Vor fast vierzig Jahren forderte der Reggae-Musiker Peter Tosh mit seinem Album die Cannabis-Legalisierung. Langsam setzt sich die Erkenntnis durch, dass er Recht haben könnte. Am 19. Oktober würde er 70 Jahre alt.
Medizinisches Cannabis? Das kannte er längst. Denn während die medizinische Nutzung von Cannabis in manchen Staaten erst in den letzten Jahren anerkannt und gesetzlich erlaubt worden ist, sang Peter Tosh schon vor fast vierzig Jahren: «It’s good for the flu, it’s good for asthma, good for tuberculosis, even umara composis.»
Welches Leiden Tosh mit dem letztgenannten Begriff vorschwebte, konnte bisher nie eindeutig geklärt werden, die Kernbotschaft aber ist nicht zu überhören: «Legalize It!»
Toshs Solodebüt und sein wahrscheinlich bekanntester Song waren 1976 indes nicht nur Empfehlungen für die Arztstuben, sondern traten ein für die totale Liberalisierung des Marihuanakonsums: «Doctors smoke it, nurses smoke it, judges smoke it, even the lawyers too» lautet eine weitere Zeile des Songs, und natürlich nahm er auch seine eigene Kaste nicht aus: «Singers smoke it, and players of instruments too», bekennt er gleich am Anfang des Songs.
Als «Legalize It» erschien, war an Liberalisierung indes nicht zu denken. In den 70er-Jahren begegneten sowohl die westlichen Staaten als auch Jamaika Cannabis einzig mit Repression. Tosh selbst wurde nach einem Konzert in der jamaikanischen Hauptstadt Kingston, als er sich auf der Bühne einen Joint anzündete, verhaftet und im Gefängnis von der Polizei verprügelt.

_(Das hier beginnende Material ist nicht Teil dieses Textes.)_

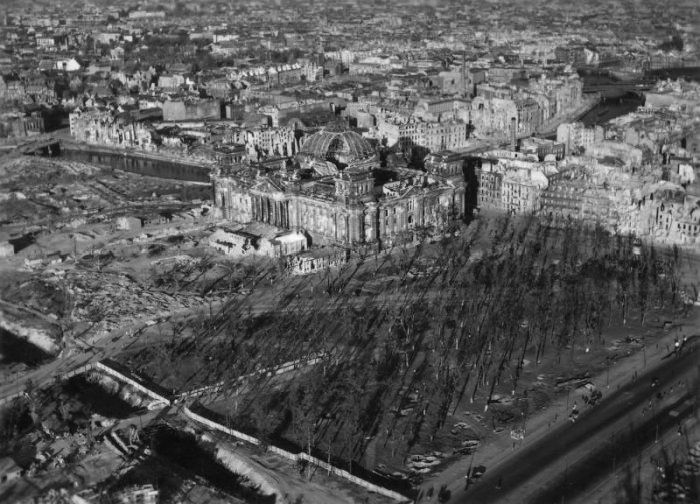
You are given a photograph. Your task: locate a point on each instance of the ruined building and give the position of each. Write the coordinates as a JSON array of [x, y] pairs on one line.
[[339, 194]]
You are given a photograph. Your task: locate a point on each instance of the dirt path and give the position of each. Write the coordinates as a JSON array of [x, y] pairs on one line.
[[492, 453]]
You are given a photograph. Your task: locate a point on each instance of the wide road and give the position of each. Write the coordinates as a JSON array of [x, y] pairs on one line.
[[542, 471]]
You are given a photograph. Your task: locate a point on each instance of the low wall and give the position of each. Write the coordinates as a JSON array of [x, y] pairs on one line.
[[121, 377], [295, 457], [282, 368]]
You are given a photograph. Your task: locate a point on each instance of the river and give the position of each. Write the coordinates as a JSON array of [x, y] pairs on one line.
[[163, 168]]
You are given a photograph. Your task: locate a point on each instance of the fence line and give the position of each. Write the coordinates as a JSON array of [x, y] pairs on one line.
[[295, 457]]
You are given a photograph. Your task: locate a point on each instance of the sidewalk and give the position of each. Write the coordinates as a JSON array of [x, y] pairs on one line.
[[494, 452]]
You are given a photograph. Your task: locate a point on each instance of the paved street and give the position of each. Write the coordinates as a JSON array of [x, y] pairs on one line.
[[566, 460]]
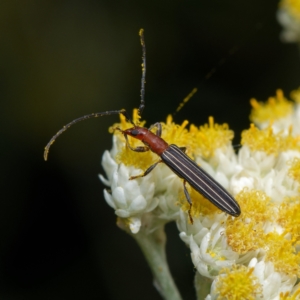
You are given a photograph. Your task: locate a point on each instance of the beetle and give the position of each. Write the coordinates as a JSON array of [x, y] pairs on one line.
[[173, 156]]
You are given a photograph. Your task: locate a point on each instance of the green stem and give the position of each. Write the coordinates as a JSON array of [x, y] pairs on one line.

Musikalisch wurde die Platte rasch ein Meilenstein des Roots-Reggae, den Tosh in den 1960er-Jahren mit Bob Marley, Bunny Wailer und Junior Braithwaite als The Wailers entwickelt hatte. Mit ihrem Album «Catch a Fire» startete die Band 1973 international durch, das aus dem Ska hervorgegangene «Get Up Stand Up» gehörte bald zu ihren grössten – unter anderem von Tosh mitgeschriebenen – Hymnen.
Tosh war stets die politisch explizitere Reggaestimme
Tosh verliess 1974 The Wailers und machte unter eigenem Namen weiter. Bob Marley schunkelte sich zwar zu Weltruhm empor und blieb bis heute das Gesicht des Reggae, Tosh aber war stets der explizitere politische Songwriter. Neben «Legalize It», noch heute das Manifest der Legalisierungsbewegung, hat Tosh auf späteren Platten wie «Equal Rights», «Bush Doctor» oder «No Nuclear War» für Themen wie soziale Gerechtigkeit, postkoloniale Ausbeutung und massive Aufrüstung der Weltmächte prägnante Zeilen gefunden.
Obwohl manche dieser Platten «Legalize It» in Sachen Verkaufszahlen übertrafen, bildet sein Solodebüt mit dem markanten Coverbild sein eigentliches Vermächtnis. In der Gegenwart scheint sich seine Hauptbotschaft, dass eine Legalisierung des Krauts gegenüber der totalen Repression einige Vorteile biete, langsam durchzusetzen: die USA, lange Jahre eifrigste Verfechterinnen des «War On Drugs», haben mittlerweile in mehreren Bundesstaaten Marihuana legalisiert. Tosh hat diese Entkriminalisierung nicht mehr miterlebt. Wie Bob Marley erlitt auch er einen frühen Tod: 1987 wurde er in seinem Haus in Kingston bei einem Raubüberfall erschossen.